CHARLES AGBAYEZA (AMASAMAN)
Well as a matter of right we need to demand a reduction in the just announced prices of fuel. There is certainly going to be a strangulation of the economy. Prices of goods and services are expected to rise and in all of this the workers are going to be those who will be most affected. The employers who cannot afford to pay them would drive them away and with the weak labour laws we have in the country, the few who remain would be forced to strain themselves in order to keep supply to the market. They suffer most in these times because their employers have only in mind the need to make mega profit and they wouldn’t mind to maltreat the workers in order to do that. There must certainly be a reduction in the price of fuel.”





DAVID OKINE (AMASAMAN)
I am not very happy with the way politics has been run in this country over the past 20 years. Our leaders must stand for every word they tell us when seeking our mandate. It is common knowledge that the price of petrol was a major campaign issue in this country during the last elections.
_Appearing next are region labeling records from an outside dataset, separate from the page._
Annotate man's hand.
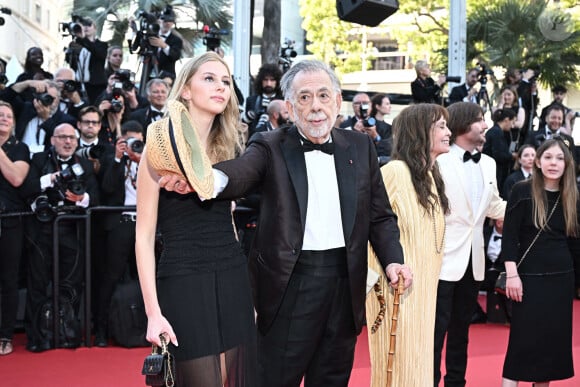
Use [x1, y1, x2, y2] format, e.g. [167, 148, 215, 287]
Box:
[385, 263, 413, 289]
[159, 173, 195, 195]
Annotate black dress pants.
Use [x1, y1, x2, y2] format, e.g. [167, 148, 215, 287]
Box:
[258, 249, 356, 387]
[433, 257, 481, 387]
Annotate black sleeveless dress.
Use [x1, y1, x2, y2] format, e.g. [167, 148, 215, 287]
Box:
[157, 189, 256, 386]
[502, 181, 574, 382]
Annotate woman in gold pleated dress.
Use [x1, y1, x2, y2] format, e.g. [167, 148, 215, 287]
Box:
[366, 104, 451, 387]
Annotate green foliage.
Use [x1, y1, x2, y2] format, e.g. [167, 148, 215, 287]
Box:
[72, 0, 233, 55]
[299, 0, 374, 74]
[467, 0, 580, 87]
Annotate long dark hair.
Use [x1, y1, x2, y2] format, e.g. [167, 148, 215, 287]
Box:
[391, 103, 449, 213]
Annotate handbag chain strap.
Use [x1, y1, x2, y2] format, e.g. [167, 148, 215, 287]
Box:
[516, 195, 560, 268]
[151, 334, 175, 387]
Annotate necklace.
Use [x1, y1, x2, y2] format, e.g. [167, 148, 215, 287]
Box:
[429, 205, 445, 254]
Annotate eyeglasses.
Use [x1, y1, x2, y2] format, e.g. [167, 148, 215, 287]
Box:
[80, 120, 101, 126]
[52, 134, 77, 141]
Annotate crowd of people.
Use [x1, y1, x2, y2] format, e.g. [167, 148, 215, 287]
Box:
[0, 13, 580, 387]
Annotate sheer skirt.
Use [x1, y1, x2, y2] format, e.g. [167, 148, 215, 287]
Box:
[176, 342, 257, 387]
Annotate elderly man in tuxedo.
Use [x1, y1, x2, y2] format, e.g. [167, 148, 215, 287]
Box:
[434, 102, 506, 387]
[160, 61, 412, 387]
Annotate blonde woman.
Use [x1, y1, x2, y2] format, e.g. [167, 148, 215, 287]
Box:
[136, 52, 256, 387]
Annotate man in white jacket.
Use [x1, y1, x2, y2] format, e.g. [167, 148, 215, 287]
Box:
[434, 102, 506, 387]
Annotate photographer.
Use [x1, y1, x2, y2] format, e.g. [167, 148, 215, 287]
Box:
[148, 5, 183, 78]
[129, 78, 169, 141]
[69, 17, 108, 104]
[517, 69, 540, 137]
[14, 47, 53, 101]
[95, 121, 144, 347]
[99, 88, 129, 145]
[54, 67, 88, 118]
[22, 124, 98, 352]
[340, 93, 393, 163]
[449, 68, 485, 105]
[0, 80, 76, 153]
[0, 101, 30, 355]
[242, 63, 283, 138]
[411, 60, 447, 104]
[540, 85, 578, 136]
[76, 106, 114, 181]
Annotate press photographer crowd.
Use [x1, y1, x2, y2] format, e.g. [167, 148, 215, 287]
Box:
[0, 7, 580, 383]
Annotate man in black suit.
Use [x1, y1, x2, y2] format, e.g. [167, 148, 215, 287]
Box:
[526, 105, 578, 157]
[340, 93, 393, 158]
[69, 17, 109, 104]
[161, 60, 412, 387]
[149, 6, 183, 78]
[0, 80, 76, 154]
[449, 68, 479, 105]
[95, 121, 143, 347]
[129, 78, 169, 140]
[242, 63, 283, 138]
[21, 123, 99, 352]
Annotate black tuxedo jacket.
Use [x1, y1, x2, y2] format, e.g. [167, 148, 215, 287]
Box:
[101, 157, 136, 231]
[340, 116, 393, 157]
[215, 126, 403, 333]
[21, 148, 99, 207]
[0, 87, 77, 149]
[157, 32, 183, 74]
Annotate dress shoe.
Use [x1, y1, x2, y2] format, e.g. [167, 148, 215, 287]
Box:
[0, 339, 14, 355]
[26, 340, 52, 353]
[94, 332, 109, 348]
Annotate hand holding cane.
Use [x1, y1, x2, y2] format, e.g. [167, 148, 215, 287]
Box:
[387, 274, 405, 387]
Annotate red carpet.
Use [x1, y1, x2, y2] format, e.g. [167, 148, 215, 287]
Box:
[0, 301, 580, 387]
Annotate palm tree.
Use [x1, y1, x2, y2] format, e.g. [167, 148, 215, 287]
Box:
[73, 0, 232, 55]
[467, 0, 580, 86]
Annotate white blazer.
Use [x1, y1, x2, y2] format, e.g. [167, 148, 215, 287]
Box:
[437, 145, 506, 281]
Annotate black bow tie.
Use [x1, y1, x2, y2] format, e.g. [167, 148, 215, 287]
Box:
[463, 151, 481, 163]
[302, 138, 334, 155]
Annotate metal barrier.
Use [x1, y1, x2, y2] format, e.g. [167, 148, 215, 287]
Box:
[11, 206, 135, 348]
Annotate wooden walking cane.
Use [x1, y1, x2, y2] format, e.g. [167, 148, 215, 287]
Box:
[387, 274, 405, 387]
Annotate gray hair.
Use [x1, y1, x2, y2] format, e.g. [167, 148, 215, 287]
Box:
[280, 60, 341, 101]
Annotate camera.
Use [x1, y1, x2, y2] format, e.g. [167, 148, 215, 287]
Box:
[129, 11, 161, 55]
[202, 25, 230, 51]
[60, 15, 87, 36]
[127, 137, 145, 153]
[115, 69, 135, 91]
[54, 163, 87, 198]
[278, 38, 298, 73]
[360, 103, 377, 128]
[62, 79, 81, 93]
[30, 195, 56, 223]
[477, 62, 493, 86]
[75, 144, 106, 160]
[32, 92, 54, 107]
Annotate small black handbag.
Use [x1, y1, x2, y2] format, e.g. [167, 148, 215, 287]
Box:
[494, 195, 560, 296]
[141, 335, 175, 387]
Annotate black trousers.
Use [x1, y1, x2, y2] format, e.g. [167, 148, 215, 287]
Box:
[258, 249, 356, 387]
[433, 257, 481, 387]
[25, 220, 85, 342]
[0, 218, 23, 339]
[95, 221, 135, 333]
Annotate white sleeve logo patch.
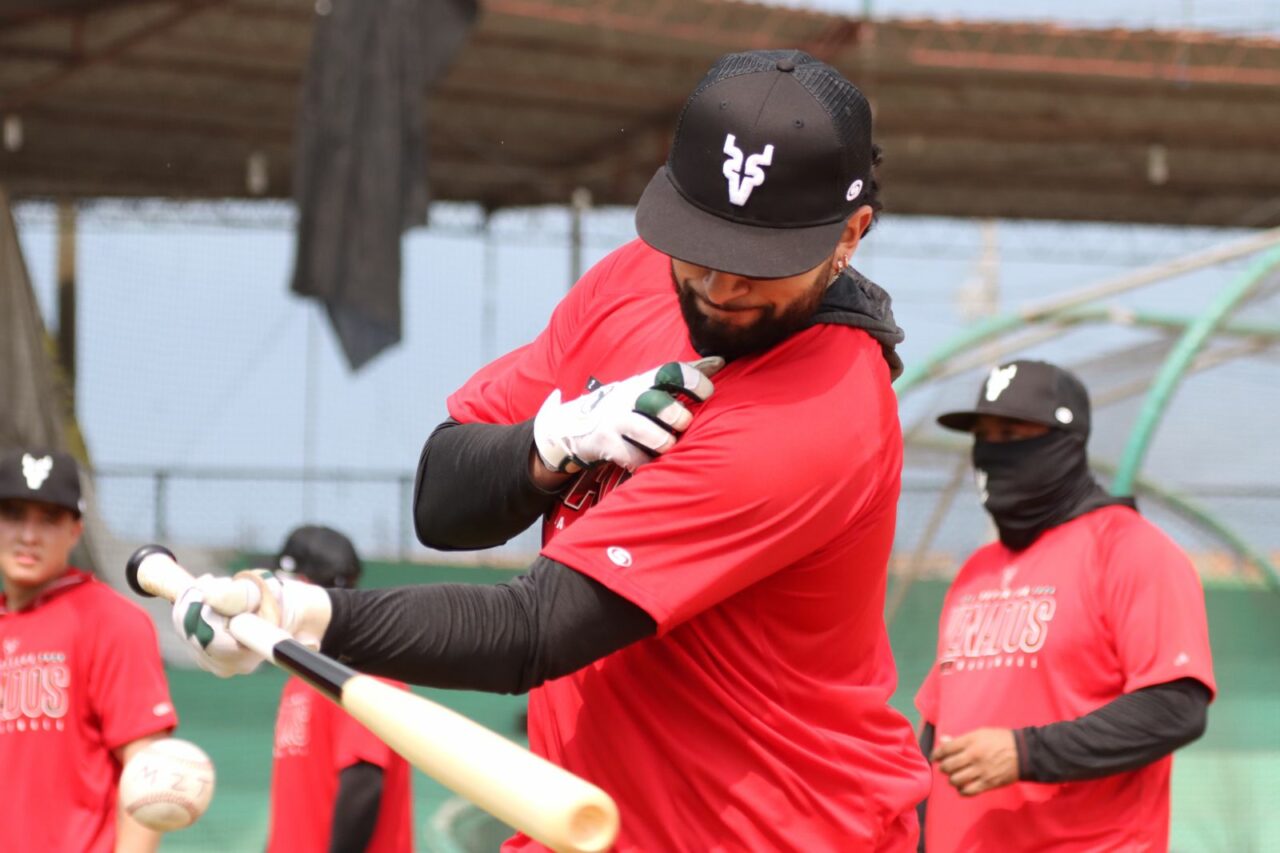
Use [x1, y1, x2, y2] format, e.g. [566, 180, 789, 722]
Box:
[722, 133, 773, 207]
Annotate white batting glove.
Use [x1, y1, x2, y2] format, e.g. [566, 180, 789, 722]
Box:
[534, 356, 724, 473]
[204, 569, 333, 649]
[172, 575, 262, 679]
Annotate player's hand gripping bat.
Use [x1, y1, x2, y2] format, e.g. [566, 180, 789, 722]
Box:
[127, 546, 618, 853]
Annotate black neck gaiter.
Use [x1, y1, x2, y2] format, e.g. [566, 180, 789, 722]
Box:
[973, 429, 1125, 551]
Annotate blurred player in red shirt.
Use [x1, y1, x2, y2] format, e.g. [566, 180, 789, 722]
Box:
[0, 450, 178, 853]
[915, 361, 1215, 853]
[266, 525, 413, 853]
[172, 50, 928, 853]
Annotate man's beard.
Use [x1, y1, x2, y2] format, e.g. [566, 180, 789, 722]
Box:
[671, 261, 831, 361]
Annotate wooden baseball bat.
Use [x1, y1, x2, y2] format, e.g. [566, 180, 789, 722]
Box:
[125, 544, 618, 853]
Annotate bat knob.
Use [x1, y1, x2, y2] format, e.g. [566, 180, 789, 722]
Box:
[124, 544, 177, 598]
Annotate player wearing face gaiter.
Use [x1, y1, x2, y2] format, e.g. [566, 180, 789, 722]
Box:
[973, 429, 1133, 551]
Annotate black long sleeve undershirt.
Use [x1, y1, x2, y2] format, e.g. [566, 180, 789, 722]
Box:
[329, 761, 383, 853]
[320, 557, 657, 693]
[920, 679, 1210, 783]
[413, 419, 556, 551]
[916, 679, 1211, 853]
[1014, 679, 1210, 783]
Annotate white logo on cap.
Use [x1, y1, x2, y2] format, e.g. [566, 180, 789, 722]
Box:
[723, 133, 773, 207]
[987, 364, 1018, 402]
[22, 453, 54, 492]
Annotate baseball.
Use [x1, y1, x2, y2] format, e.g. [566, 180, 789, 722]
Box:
[120, 738, 214, 833]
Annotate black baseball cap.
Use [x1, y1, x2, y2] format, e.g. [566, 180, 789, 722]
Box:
[636, 50, 872, 278]
[0, 450, 84, 515]
[938, 360, 1089, 437]
[275, 524, 361, 589]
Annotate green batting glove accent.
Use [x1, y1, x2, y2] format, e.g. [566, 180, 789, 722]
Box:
[182, 601, 214, 648]
[653, 361, 685, 388]
[636, 386, 676, 419]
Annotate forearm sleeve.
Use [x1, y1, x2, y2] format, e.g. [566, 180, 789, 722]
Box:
[413, 419, 556, 551]
[1014, 679, 1210, 783]
[321, 557, 657, 693]
[329, 761, 383, 853]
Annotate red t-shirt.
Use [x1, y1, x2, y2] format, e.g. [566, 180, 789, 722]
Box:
[0, 569, 178, 853]
[449, 241, 928, 852]
[915, 506, 1215, 853]
[266, 678, 413, 853]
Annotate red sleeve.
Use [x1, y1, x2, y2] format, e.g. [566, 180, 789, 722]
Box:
[448, 245, 621, 424]
[1100, 511, 1217, 693]
[543, 327, 901, 633]
[333, 679, 408, 772]
[88, 589, 178, 749]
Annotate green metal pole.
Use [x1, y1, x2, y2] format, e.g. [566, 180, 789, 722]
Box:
[1111, 248, 1280, 494]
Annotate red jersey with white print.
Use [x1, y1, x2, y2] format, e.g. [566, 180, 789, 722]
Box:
[0, 569, 178, 853]
[915, 506, 1215, 853]
[449, 241, 928, 853]
[266, 678, 413, 853]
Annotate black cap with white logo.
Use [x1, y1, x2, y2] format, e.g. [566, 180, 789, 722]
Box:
[636, 50, 872, 278]
[938, 360, 1089, 437]
[0, 451, 84, 515]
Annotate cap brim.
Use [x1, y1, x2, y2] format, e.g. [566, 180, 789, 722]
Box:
[938, 411, 983, 433]
[636, 167, 845, 278]
[937, 406, 1069, 433]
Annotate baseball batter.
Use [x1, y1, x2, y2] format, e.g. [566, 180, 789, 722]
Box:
[0, 450, 178, 853]
[915, 361, 1215, 853]
[175, 51, 928, 853]
[266, 525, 413, 853]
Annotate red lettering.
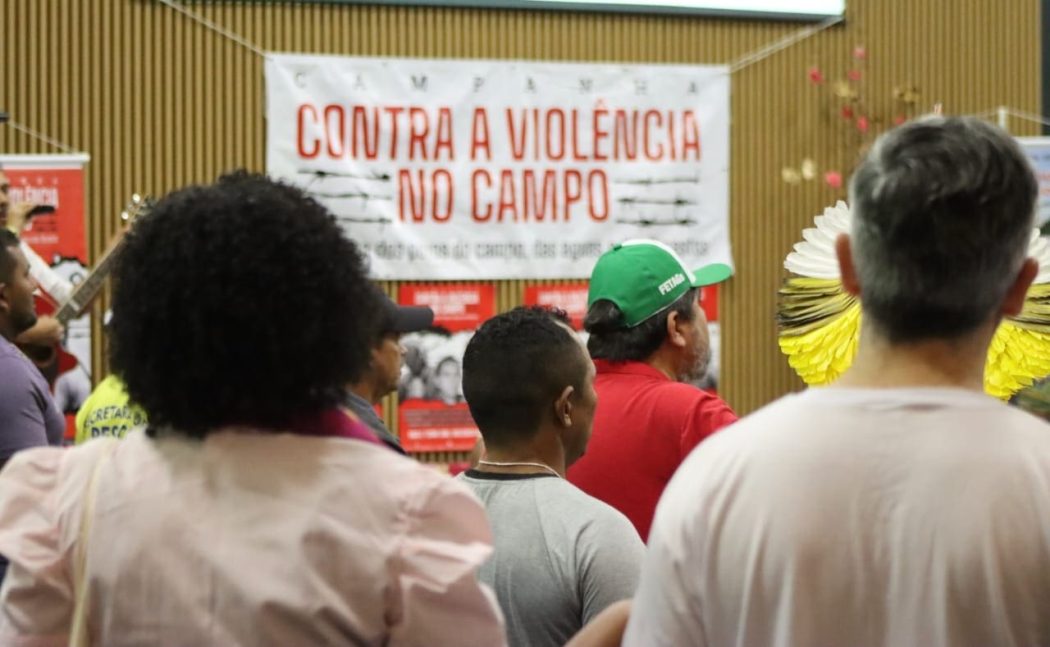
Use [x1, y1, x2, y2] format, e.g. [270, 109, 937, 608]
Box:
[562, 169, 584, 223]
[470, 108, 492, 160]
[522, 169, 558, 222]
[667, 110, 678, 160]
[547, 108, 565, 161]
[591, 108, 609, 161]
[351, 106, 379, 160]
[496, 169, 518, 223]
[431, 168, 453, 223]
[612, 110, 638, 160]
[397, 169, 426, 223]
[434, 107, 456, 161]
[587, 169, 609, 223]
[324, 104, 347, 159]
[572, 109, 587, 162]
[470, 169, 492, 223]
[642, 110, 664, 162]
[506, 108, 528, 160]
[532, 108, 540, 162]
[681, 110, 700, 160]
[408, 107, 431, 160]
[296, 103, 321, 160]
[383, 106, 404, 160]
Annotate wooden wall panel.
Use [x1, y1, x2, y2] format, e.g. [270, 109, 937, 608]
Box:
[0, 0, 1041, 447]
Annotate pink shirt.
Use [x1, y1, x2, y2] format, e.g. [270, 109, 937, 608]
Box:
[0, 430, 505, 647]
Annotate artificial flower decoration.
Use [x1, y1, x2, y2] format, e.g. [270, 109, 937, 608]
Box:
[780, 166, 802, 184]
[777, 201, 1050, 400]
[802, 158, 817, 180]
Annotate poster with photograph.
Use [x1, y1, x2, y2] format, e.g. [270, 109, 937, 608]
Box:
[398, 284, 496, 452]
[0, 154, 91, 432]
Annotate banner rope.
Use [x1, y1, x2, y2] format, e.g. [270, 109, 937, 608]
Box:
[158, 0, 844, 74]
[2, 118, 82, 153]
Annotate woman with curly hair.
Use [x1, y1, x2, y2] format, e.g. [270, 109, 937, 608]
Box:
[0, 172, 505, 647]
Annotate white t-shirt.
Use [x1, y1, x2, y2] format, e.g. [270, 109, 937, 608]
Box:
[624, 388, 1050, 647]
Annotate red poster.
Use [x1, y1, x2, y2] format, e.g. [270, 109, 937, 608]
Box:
[525, 283, 587, 330]
[0, 154, 91, 438]
[398, 284, 496, 332]
[3, 162, 87, 266]
[398, 284, 496, 452]
[700, 285, 718, 322]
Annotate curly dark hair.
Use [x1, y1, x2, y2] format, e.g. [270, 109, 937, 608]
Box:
[463, 306, 590, 446]
[110, 171, 380, 438]
[584, 288, 697, 361]
[0, 227, 20, 283]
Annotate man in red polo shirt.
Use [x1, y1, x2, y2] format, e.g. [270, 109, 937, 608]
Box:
[568, 241, 736, 540]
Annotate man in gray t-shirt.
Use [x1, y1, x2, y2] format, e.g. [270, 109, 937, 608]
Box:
[459, 308, 644, 647]
[0, 228, 65, 467]
[0, 230, 65, 581]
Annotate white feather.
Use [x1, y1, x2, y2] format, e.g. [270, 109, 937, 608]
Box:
[784, 200, 849, 278]
[1028, 229, 1050, 284]
[784, 200, 1050, 284]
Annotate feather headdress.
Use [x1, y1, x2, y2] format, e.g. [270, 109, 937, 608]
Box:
[777, 201, 1050, 399]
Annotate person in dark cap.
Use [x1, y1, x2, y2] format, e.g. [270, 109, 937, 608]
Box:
[345, 288, 434, 454]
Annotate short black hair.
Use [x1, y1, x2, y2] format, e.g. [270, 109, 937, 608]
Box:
[584, 288, 697, 361]
[849, 118, 1037, 343]
[463, 306, 588, 446]
[110, 171, 380, 438]
[0, 227, 20, 283]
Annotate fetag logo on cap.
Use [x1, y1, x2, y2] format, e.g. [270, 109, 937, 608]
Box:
[659, 272, 686, 294]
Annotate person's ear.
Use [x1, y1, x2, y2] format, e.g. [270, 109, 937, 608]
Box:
[1001, 258, 1040, 317]
[667, 310, 689, 348]
[554, 387, 575, 427]
[835, 233, 861, 296]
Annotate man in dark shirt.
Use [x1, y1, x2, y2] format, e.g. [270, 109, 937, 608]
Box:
[347, 289, 434, 454]
[0, 227, 65, 581]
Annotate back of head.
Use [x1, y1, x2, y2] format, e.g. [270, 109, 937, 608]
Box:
[584, 289, 697, 361]
[849, 118, 1036, 343]
[110, 172, 379, 436]
[0, 227, 20, 283]
[463, 307, 589, 447]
And all the parties had their view of how to manage this particular resource. Then, we knew that the country imported crude, we knew that there are ups and downs on the international markets. None of the excuses they are giving us today didn’t exist. We wanted someone who could in spite of these difficulties manage the condition so that the people didn’t have to suffer its repercussions when the going got tough. President Mills must insist that there should be a certain reduction in the margins because he made a promise which got him votes and he must fulfill it.”
REBECCA ARYEH (AMASAMAN)
We are traders and we rely on transportation to bring our foodstuffs to the city. Where the roads are bad we face untold hardships in bringing down these goods. It so happens that any increment in the price of fuel compels us to pay more for transportation and this particular increase is a little too much. We must also have a system where the prices of particular commodities are fixed in order that traders do not take advantage of fuel price increases and inflate the prices of goods.”



JAMES BERNARD (AMASAMAN)
I believe any increment should have been between the ranges of 15 to 20%. The current percentage increase is a bit too high especially when people are just returning from the end of year festivities. Parents are going to pay fees and you can also expect an increase in the water and electricity bills because of these festivities which kept the homes very busy. Moreover, I do not agree with those who think that increasing the price of fuel can be the only way of raising revenue. Is it because everyone patronizes the commodity that we are placing all our burdens on it? Come on, we need to start thinking guided by our past experiences as a nation.”



FELIX AGBEY (AMASAMAN)
Over the past weeks there were hints in the media about an impending petroleum price increase and therefore I believe to a large extent the majority of Ghanaians were expecting this increment. However, the 30% increase is completely too much and steps must be taken to reduce it to a minimum. Of course, a commodity which we do not have and must be imported must sometimes come with certain difficulties. That is where the ingenuity of our leaders must come in to cushion the people against the ripple effects, either than that there would be no reason to have a government.”